Transitioning adolescents with rare forms of diabetes to adult care: challenges and perspectives

Abstract

Background: Adolescents and young adults (AYA) with rare forms of diabetes - including Wolfram syndrome (WS), Alström syndrome (AS), Bardet-Biedl syndrome (BBS), and maturity-onset diabetes of the young (MODY) - face unique challenges during the transition to adult care. These challenges are intensified by multisystem endocrine involvement, neurocognitive and sensory impairments, and limited adult provider expertise.

Objective: This narrative review describes transition-specific barriers in rare diabetes syndromes, explores current initiatives, and proposes recommendations for care models and health system reform.

Key issues: Syndromic forms of diabetes often involve complex endocrine dysfunctions beyond glycemic control, including diabetes insipidus, hypogonadism, and thyroid or pituitary anomalies. Transitions are further hindered by diagnostic uncertainty, fragmented care structures, and insufficient interdisciplinary coordination. Pediatric care is often proactive and family-centered, while adult services are fragmented and reactive. Dedicated multidisciplinary transition services remain scarce.
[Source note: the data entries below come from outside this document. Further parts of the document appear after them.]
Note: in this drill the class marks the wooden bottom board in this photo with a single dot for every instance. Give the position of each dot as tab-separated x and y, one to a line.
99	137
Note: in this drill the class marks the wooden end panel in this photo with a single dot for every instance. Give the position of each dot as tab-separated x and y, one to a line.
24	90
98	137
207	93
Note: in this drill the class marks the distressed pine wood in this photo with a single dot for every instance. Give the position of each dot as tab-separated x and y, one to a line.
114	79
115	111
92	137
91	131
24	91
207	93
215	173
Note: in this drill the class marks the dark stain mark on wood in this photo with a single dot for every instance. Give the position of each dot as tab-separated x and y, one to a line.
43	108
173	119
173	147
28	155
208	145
Recommendations: Best practices include early transition planning, syndrome-specific education, the use of patient-reported outcome measures (PROMs), and integration of digital tools. Structured collaboration between pediatric and adult providers - including virtual models - should be supported. Patient-centered approaches must address both medical and psychosocial readiness, with tailored communication for those with sensory or cognitive impairments.
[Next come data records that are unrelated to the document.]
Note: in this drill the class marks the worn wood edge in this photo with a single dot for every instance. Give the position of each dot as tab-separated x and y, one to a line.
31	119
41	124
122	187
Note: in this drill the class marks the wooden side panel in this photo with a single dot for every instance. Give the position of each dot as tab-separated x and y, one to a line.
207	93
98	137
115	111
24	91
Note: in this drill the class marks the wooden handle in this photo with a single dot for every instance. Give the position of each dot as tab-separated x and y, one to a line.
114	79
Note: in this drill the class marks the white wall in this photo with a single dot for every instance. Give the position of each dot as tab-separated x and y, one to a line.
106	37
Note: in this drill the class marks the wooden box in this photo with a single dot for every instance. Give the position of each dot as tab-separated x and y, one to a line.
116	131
Health system and policy needs: Sustainable transition programs require dedicated funding, institutional prioritization, and policy inclusion in national and European rare disease frameworks. Without adequate financial support, disparities in care continuity and outcomes are likely to persist.
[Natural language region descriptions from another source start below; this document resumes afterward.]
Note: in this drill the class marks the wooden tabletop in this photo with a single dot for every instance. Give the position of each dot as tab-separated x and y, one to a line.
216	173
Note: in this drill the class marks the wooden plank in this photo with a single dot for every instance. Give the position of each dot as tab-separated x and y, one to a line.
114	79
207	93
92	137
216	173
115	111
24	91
Conclusion: A coordinated, multidisciplinary, and resourced transition model is essential to safeguard health, autonomy, and long-term outcomes in AYA with rare diabetes syndromes.

Plain language summary: Young people with rare forms of diabetes - such as Wolfram syndrome (WS), Alström syndrome (AS), Bardet-Biedl syndrome (BBS), or maturity-onset diabetes of the young (MODY) - face special challenges when moving from pediatric to adult healthcare. These rare conditions often affect more than just blood sugar and can involve vision, hearing, and other parts of the body. As they grow older, these adolescents must not only manage their complex health needs but also learn to take more responsibility for their care. This article explains why the transition to adult care is especially difficult for this group. It shares experiences from families and healthcare providers and describes what can help: early preparation, teamwork between child and adult doctors, digital tools, and emotional support. The authors call for stronger guidelines and better cooperation across healthcare systems so that young people with rare diabetes can stay healthy and feel supported during this important time in life.

Keywords: adolescents and young adults; monogenic diabetes; multidisciplinary care; patient-centered care; rare diabetes; transition of care.

Figure 1

Resource-oriented model of transition care for AYA with rare diabetes. This concentric model illustrates the layered support structures surrounding an AYA with a rare diabetes syndrome. At the core are the patient and their family, including parents and close social contacts. The second layer represents community and social support networks, such as schools, caregivers, and peer connections. Allied health professionals and general medical care providers, including pediatricians, dietitians, psychologists, and general practitioners, form the third layer. Specialist medical care – such as pediatric diabetologists, endocrinologists, neurologists, and geneticists – is positioned next, providing disease-specific expertise. The outermost layer includes systemic and policy-level structures, such as expert centers, the Endo-ERN and SWEET networks, and regulatory authorities. The model emphasizes the need for coordinated, multilayered engagement to ensure successful transition from pediatric to adult care (37).

Figure 2

Structured transition of care process for AYA with rare forms of diabetes. This diagram outlines the key stages and responsible stakeholders involved in the transition from pediatric to adult care for AYA with rare diabetes syndromes. The process includes timely initiation, designation of pediatric and adult care coordinators, creation of a clinical summary, assessment of patient competence, and structured referral to involved specialists. The aim is to ensure continuity, multidisciplinary collaboration, and patient-centered care throughout the transition phase.